Angioplasty, also called percutaneous coronary intervention (PCI), has become an increasingly common alternative to open-heart surgery largely because the procedure is less taxing, Weintraub says. A balloon-tipped catheter is threaded into the heart via an incision in the groin or arm, and the balloon is then inflated to flatten artery blockages. Patients don't need general anesthesia, and they typically go home the next day.
Several randomized controlled trials have compared the effectiveness of angioplasty and bypass surgery, but most looked at highly specific subgroups of patients, the authors note. The new study was designed to "better reflect real-world practice," they write.
How do cardiologists and surgeons decide which procedure is best for a certain patient? Weintraub says a wide range of factors come into play, including the distribution of blockages within the heart, the severity of the patient's symptoms, and his or her overall health.
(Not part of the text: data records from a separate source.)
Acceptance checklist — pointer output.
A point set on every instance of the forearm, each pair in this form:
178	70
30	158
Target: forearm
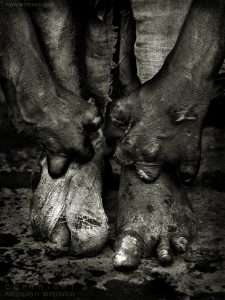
25	77
200	48
57	31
Very elderly, frail patients aren't good candidates for bypass surgery because the procedure puts such a huge strain on the body, for instance.
At the same time, the accumulating evidence suggests that bypass surgery may be preferable in patients with more advanced heart disease. "The sickest patients would seem to do better with surgery," Weintraub says. "The hard part is, what's the dividing line."
Identifying that line is a complex process, so the new findings may not be relevant for every heart patient. Nor do they mean bypass surgery is the better option for everyone.
"This is a decision that has to be made one patient at a time," Weintraub says. "We don't make that decision to send somebody for coronary surgery lightly. That's a big decision."